Hey everyone I've been really busy lately and I have also been dealing with my boyfriend being gone for the army. He left June 19 for basic training then he went on to Advanced Individual Training. Anyway he recently got back and he surprised me. He was upset cause he could get me anything for Christmas but I told him that him coming home was all I needed for Christmas. Here is a picture of us seeing each other on family day for basic and the next is of when he surprised me!  I'm very blessed.


----------



## nancy d (Oct 5, 2007)

What a sweet surprise! How long is he home for?


----------



## parkinsonfarms (May 11, 2011)

Yea and I don't know at least til April but he is going to college with me so if he gets into ROTC he will be here for college then he'll be deployed :/


----------



## ksalvagno (Oct 6, 2009)

That is nice that he is home for Christmas.


----------



## parkinsonfarms (May 11, 2011)

Yes! Yes it is! He wasn't suppose to be back til the day after Christmas.

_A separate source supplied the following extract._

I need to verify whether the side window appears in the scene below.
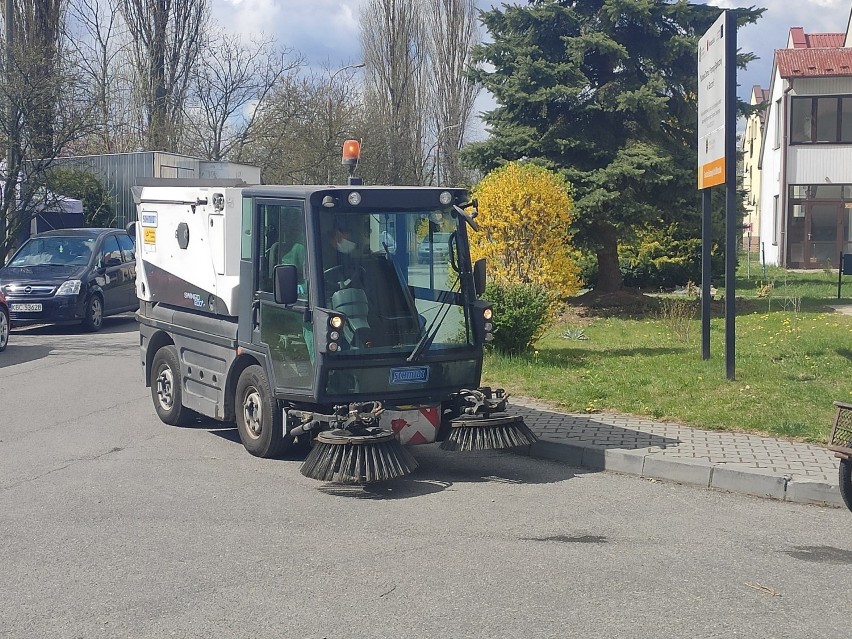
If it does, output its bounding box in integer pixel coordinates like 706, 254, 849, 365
118, 234, 136, 262
259, 202, 308, 300
99, 235, 121, 267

At least that's what he told me so he could surprise me!


----------



## Dayna (Aug 16, 2012)

How fabulous! What an adorable couple.


----------



## parkinsonfarms (May 11, 2011)

Aww thank you!!!


----------



## parkinsonfarms (May 11, 2011)

Spending New Years in Branson, MO with my soldier.

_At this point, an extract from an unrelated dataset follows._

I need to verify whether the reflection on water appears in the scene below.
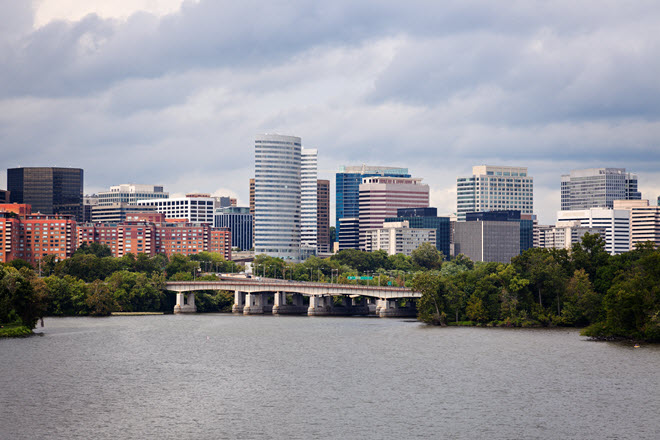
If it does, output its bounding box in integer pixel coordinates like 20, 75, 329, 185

Sent from my iPhone using GoatSpot.


----------



## kristinatucker (Jan 3, 2012)

We are out of the Army now but My husband did his basic in MO at Ft. Leonardwood. Not a whole lot there! Loved Branson though! He did his Advanced training in Texas at a tiny little base in San Angelo. We did 5 years at Fort Rucker AL. Welcome to the Army life!


----------



## WhisperingWillowNDG (Jul 20, 2011)

Lol *I* did basic at Ft Leonard Wood!! I joined before meeting my hubby but went to basic after we met. We were stationed at Ft Hood, TX (I was 1st Cab, he was 4th infantry). We both honorably discharged just prior to 9-11. there are a LOT of us "old" military people in the goat world ;-)


----------



## kelebek (Oct 5, 2007)

I did basic at Ft leonardwood in november 2001


----------



## WhisperingWillowNDG (Jul 20, 2011)

I was there in winter of 99. 1st Platoon A Co 82nd Chemical Battalion


----------



## sweetgoats (Oct 18, 2007)

I have to say those surprise home coming are the best. That is priceless

Tell him thank you for his service. My son is in the Air Force. 

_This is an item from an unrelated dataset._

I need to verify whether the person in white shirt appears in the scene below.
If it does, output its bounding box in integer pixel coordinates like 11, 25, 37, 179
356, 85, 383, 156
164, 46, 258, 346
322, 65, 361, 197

WOW there are a lot of Veterans here. THANK YOU ALSO. :flag::flag::flag:

My hubby was in thew Army as well.


----------



## clearwtrbeach (May 10, 2012)

Very nice pics, I agree him being home is the best present!


----------



## parkinsonfarms (May 11, 2011)

Thanks him and his friend Derek are both in the Army. Derek went to fort benning and Wilem fort Jackson for basic. Wilem went to fort lee for AIT. Derek hasn't gone yet but he will this summer after high school. This is a picture of both of them.

Sent from my iPhone using GoatSpot.


----------



## parkinsonfarms (May 11, 2011)

It was a blast spending New Years with my best friend and my boyfriend they both surprised me when the came home.

Sent from my iPhone using GoatSpot.


----------



## Erik_L (Nov 27, 2012)

You two have a lot of support here. I'm an Air Force veteran (1983-1991). Please extend my thanks to him for serving our great country.

Erik_L (goat owner wanna-be) sent this from his iPhone using GoatSpot.


----------



## parkinsonfarms (May 11, 2011)

I will Erik_L.  

Well found more photos. The one with me and him was jan 2 in Branson when we went on the Branson New Years trip. The one with me and the goat is from June 20, 2012. The day after e left for basic. If you notice I have the phone to my head. He got to call and talk to me and I was super happy cause I'd been crying ever since he had left. Hence the dorky smile and the other on was the day he graduated AIT.

Sent from my iPhone using GoatSpot.


----------



## parkinsonfarms (May 11, 2011)

Welp! Drill weekend for Wilem. And I have a winger guard competition. June is going to be lonely. He's gonna be gone from the 8-24 in June :/ oh well it's better than the six months he was gone before

Sent from my iPhone using GoatSpot.


----------